Researchers at the University of Southern California and University of Iowa found that smokers, who are into the activity for a long time, could give up the habit much easily when they have some damage of insula. Antoine Bechara, an associate professor at the Brain and Creativity Institute of the University of Southern California, and lead author of the study, feels that smoking and other forms of addiction can be compared to a contest between the decision-making front part of the brain and the cravings-generating insula.
Bechara said, "it turns out it's the insula that is the culprit," as he found the insula-damaged study subjects received phenomenal relief from nicotine cravings.
There are other brain regions, like those involved in memory and reward, which are also responsible for creating the habit of smoking, but the researchers found that insula collaborates with these systems and in most cases cause the relapse in smokers who try to quit smoking.
The finding could pave the way for deactivating a vicious cycle of late state addiction, craving and relapse, the scientists feel.
Bechara said addiction is acquired and maintained by a neural circuitry and it involves a lot of parts of the brain. The question is whether one can disrupt that circuitry if one knocks out one critical area.
The study looked at 19 longtime smokers who had sustained insular damage -- six with damage on the right side and 13 with damage on the left. All of them had been smoking more than five cigarettes a day for at least two years before their strokes. These smokers were compared with 50 other smokers who had damage to other parts of the brain but not their insula. All the study subjects were asked whether they had quit smoking, how soon afterward the brain damage occurred and whether they experienced any relapse or strong cravings to take up the habit. Thirteen of the 19 people who had their insula damaged had quit smoking and 12 reported they had quit easily and immediately after the damage to the brain. The scientists found that possibility of such a disruption in the addiction is much less among those, who had other parts of their brain damaged.
The findings of the study have been reported in the latest issue of the journal Science.
Scientists now feel the study can throw up new ways of developing programs for smokers who want to quit by targeting the insula.
The insula's role in addiction to other materials, including liquor and drugs, is yet to be studied.

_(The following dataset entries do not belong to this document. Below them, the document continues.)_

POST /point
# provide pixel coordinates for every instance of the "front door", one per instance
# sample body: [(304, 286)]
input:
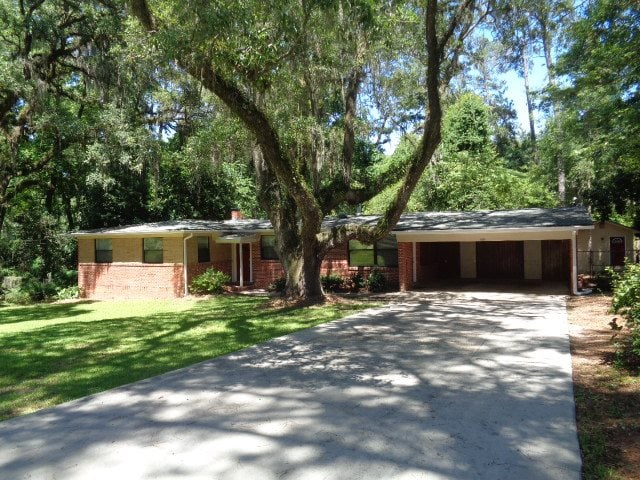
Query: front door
[(246, 258), (616, 249)]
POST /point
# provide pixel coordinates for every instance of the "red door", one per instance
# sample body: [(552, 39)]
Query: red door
[(246, 258), (616, 249)]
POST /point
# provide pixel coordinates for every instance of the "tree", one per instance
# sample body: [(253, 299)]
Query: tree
[(292, 73), (48, 53), (600, 102), (470, 175)]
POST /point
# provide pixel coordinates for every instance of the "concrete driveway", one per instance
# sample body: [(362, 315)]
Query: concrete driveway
[(464, 385)]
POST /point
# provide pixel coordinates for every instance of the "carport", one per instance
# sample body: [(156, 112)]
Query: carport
[(529, 245)]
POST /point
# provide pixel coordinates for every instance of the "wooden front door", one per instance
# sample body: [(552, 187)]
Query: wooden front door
[(555, 259), (246, 266), (500, 260), (617, 251)]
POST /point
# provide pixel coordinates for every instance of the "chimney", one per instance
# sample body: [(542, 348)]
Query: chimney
[(236, 214)]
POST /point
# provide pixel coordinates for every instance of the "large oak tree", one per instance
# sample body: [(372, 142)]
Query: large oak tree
[(293, 73)]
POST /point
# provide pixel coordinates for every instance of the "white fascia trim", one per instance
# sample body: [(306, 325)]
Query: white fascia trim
[(489, 231)]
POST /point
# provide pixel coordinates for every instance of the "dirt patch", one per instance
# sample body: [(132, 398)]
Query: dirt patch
[(607, 398)]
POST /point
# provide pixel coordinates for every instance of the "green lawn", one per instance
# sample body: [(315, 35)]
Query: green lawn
[(53, 353)]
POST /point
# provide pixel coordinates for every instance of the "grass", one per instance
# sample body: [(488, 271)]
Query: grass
[(607, 396), (53, 353)]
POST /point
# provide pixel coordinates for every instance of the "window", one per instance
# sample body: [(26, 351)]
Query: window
[(204, 254), (104, 250), (268, 247), (152, 250), (383, 254)]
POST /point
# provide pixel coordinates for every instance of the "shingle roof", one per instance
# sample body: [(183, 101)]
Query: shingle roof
[(491, 219), (426, 221)]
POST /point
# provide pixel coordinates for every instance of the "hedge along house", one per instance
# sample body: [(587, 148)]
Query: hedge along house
[(160, 259)]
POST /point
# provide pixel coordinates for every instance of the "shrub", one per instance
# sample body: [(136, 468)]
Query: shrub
[(211, 281), (356, 282), (279, 285), (68, 293), (626, 301), (331, 283), (17, 297), (38, 290), (376, 282)]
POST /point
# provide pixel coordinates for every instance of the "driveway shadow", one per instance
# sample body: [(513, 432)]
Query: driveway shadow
[(460, 385)]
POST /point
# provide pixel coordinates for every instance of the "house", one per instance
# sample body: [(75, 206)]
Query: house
[(607, 244), (156, 260)]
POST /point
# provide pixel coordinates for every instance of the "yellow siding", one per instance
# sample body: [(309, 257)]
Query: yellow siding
[(127, 249), (86, 250), (221, 251)]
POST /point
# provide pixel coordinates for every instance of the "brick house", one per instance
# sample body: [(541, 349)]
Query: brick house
[(158, 260)]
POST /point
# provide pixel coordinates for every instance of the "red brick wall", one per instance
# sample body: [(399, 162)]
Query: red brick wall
[(265, 272), (335, 262), (196, 269), (131, 280)]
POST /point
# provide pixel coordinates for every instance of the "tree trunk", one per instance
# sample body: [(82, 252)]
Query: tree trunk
[(560, 163), (527, 91)]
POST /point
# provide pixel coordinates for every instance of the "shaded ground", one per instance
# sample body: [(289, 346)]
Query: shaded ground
[(607, 398), (464, 385), (52, 353)]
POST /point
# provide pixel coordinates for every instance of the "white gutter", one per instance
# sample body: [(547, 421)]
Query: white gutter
[(496, 230), (185, 264)]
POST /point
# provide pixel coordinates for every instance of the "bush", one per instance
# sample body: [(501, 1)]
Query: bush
[(37, 290), (209, 282), (331, 283), (17, 296), (68, 293), (356, 283), (376, 282), (626, 301), (279, 285)]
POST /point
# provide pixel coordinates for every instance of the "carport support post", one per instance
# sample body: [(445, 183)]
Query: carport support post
[(415, 271), (574, 263), (241, 266)]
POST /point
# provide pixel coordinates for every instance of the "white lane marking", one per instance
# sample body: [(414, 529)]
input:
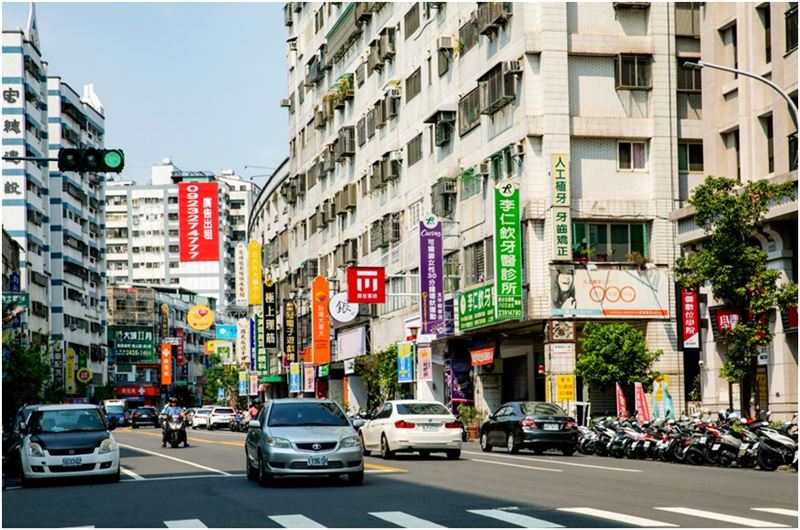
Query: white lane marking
[(779, 511), (295, 521), (173, 458), (404, 520), (516, 465), (185, 523), (516, 518), (557, 462), (744, 521), (617, 517), (130, 473)]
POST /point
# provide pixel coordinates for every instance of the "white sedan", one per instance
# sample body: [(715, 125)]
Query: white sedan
[(412, 426)]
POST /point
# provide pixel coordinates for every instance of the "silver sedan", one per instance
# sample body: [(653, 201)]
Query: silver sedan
[(302, 437)]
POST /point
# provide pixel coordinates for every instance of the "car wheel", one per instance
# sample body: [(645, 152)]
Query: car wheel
[(386, 453), (511, 445), (356, 478), (485, 445)]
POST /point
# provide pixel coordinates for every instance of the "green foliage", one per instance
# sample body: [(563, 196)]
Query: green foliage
[(615, 353), (735, 266), (378, 373)]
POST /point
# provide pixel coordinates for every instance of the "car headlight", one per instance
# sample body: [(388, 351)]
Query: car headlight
[(35, 449), (106, 446), (352, 441)]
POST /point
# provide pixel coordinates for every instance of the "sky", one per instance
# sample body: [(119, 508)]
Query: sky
[(199, 83)]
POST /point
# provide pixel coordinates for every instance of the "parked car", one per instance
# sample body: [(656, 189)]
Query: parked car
[(200, 418), (530, 425), (302, 437), (145, 416), (68, 441), (220, 417), (412, 425)]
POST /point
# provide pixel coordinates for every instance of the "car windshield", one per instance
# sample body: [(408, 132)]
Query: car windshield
[(421, 408), (533, 409), (54, 421), (306, 414)]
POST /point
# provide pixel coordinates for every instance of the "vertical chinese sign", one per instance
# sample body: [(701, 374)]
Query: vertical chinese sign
[(431, 281), (198, 221), (508, 251), (562, 224), (321, 343), (254, 271), (690, 313), (241, 275)]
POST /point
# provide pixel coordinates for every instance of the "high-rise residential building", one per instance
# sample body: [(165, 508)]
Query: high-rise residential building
[(77, 242), (401, 109), (747, 134), (25, 183), (142, 232)]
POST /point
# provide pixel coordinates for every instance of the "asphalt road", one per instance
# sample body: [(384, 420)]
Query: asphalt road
[(205, 485)]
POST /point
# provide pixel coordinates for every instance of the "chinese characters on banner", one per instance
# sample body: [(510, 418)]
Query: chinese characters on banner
[(431, 280), (691, 317), (366, 285), (290, 331), (321, 343), (254, 271), (241, 275), (166, 363), (508, 251), (270, 313), (562, 224), (198, 221)]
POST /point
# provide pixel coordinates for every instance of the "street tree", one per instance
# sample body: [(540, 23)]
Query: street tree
[(615, 353), (733, 264)]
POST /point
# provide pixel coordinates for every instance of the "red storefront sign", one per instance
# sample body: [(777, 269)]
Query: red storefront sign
[(198, 221), (366, 285), (690, 313)]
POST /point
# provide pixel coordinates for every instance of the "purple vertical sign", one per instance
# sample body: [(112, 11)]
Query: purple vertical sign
[(431, 279)]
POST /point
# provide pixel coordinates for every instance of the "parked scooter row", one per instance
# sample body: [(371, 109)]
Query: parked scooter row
[(728, 441)]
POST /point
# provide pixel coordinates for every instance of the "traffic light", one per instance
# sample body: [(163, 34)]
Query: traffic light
[(91, 160)]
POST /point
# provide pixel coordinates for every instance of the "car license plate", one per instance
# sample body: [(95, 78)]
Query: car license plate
[(317, 461)]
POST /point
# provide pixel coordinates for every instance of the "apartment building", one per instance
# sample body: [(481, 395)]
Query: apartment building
[(77, 243), (397, 110), (748, 134)]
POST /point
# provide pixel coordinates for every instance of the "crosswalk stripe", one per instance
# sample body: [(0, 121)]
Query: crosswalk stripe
[(516, 518), (295, 521), (724, 517), (404, 520), (617, 517), (779, 511), (185, 523)]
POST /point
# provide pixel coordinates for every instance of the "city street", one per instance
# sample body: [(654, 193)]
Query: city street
[(205, 485)]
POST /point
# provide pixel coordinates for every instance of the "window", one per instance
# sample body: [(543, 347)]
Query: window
[(690, 156), (633, 71), (469, 112), (413, 85), (631, 155), (791, 27), (415, 150)]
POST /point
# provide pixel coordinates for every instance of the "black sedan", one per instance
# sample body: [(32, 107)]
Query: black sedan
[(144, 416), (530, 425)]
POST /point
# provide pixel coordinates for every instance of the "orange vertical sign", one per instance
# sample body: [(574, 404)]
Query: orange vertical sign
[(321, 344), (166, 363)]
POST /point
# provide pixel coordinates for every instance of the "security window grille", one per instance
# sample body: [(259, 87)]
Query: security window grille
[(633, 71), (469, 112), (413, 84)]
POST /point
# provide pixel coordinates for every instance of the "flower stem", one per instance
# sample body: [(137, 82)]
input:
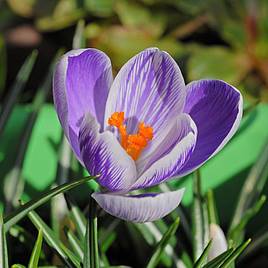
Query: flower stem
[(93, 235)]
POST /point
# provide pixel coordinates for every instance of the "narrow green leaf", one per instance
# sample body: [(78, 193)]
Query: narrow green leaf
[(66, 255), (87, 260), (235, 254), (13, 182), (3, 245), (212, 210), (33, 263), (215, 263), (77, 217), (3, 64), (237, 233), (75, 244), (200, 218), (58, 204), (93, 234), (43, 198), (21, 79), (162, 244), (203, 258), (252, 187)]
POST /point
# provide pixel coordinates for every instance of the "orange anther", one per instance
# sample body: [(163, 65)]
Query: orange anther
[(146, 131), (135, 143), (116, 119)]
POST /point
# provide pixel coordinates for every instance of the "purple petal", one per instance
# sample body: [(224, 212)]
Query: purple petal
[(149, 88), (104, 156), (174, 156), (139, 208), (219, 243), (216, 107), (81, 83)]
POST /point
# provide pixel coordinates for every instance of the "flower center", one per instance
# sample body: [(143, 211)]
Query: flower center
[(132, 143)]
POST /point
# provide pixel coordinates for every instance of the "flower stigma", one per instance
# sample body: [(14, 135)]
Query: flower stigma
[(132, 143)]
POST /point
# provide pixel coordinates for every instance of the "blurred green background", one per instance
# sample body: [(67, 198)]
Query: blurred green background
[(222, 39)]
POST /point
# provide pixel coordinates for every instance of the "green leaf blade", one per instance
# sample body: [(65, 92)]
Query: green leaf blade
[(43, 198), (33, 263), (153, 262)]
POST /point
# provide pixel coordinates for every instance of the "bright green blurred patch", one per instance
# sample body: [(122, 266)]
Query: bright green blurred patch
[(42, 154)]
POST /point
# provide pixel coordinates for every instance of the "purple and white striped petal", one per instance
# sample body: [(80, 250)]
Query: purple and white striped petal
[(139, 208), (173, 156), (104, 156), (149, 88), (81, 83), (216, 107)]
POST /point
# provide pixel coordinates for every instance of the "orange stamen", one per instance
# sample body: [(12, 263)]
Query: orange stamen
[(134, 143)]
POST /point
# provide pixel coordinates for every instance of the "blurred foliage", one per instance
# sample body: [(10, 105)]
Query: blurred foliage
[(222, 39)]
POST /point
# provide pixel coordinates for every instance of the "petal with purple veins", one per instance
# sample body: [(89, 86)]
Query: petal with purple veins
[(174, 156), (149, 88), (104, 156), (139, 208), (81, 83), (216, 107)]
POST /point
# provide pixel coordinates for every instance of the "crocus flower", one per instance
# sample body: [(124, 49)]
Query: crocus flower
[(142, 128)]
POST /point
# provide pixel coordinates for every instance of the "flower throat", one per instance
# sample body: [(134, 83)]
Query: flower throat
[(132, 143)]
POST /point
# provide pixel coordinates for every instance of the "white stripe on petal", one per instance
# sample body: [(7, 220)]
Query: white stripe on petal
[(104, 156), (139, 208)]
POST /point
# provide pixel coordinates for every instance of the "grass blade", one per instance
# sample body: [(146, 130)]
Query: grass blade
[(3, 64), (21, 79), (75, 244), (93, 234), (77, 217), (33, 263), (200, 218), (212, 210), (219, 260), (66, 255), (3, 245), (203, 258), (236, 253), (21, 212), (86, 260), (162, 244), (13, 183)]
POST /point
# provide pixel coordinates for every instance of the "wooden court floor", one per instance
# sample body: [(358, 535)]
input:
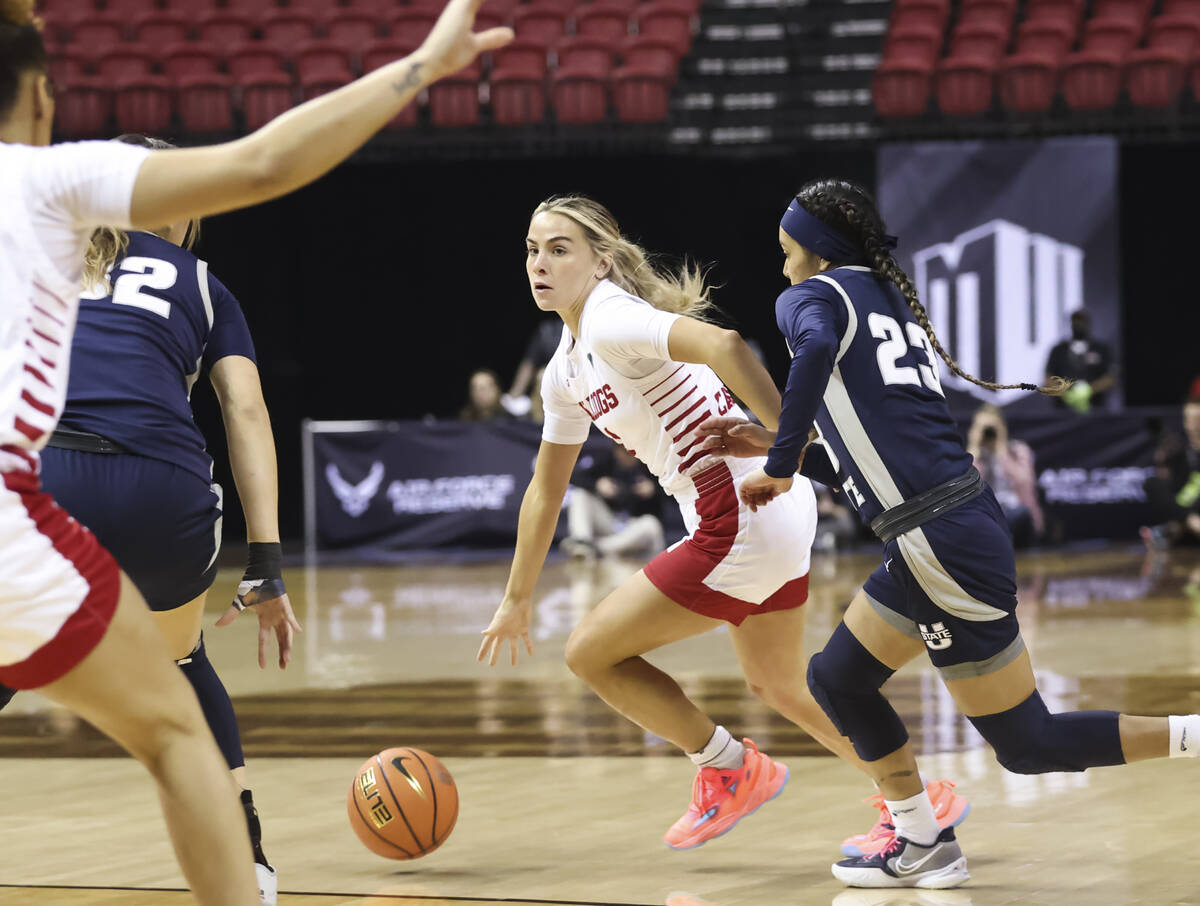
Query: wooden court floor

The Brain and Creativity Institute had been carrying out several studies on insula for years, especially under Dr Antonio Damasio, a neurologist and the institute's director. The studies have found that it has several connections, both in the thinking cortex above and down below in subcortical areas, like the brain stem that maintains heart rate, blood pressure and body temperature. Damasio says that the insula maps such signals from the physical part of the body and integrates them so the conscious brain can interpret them as a coherent emotion.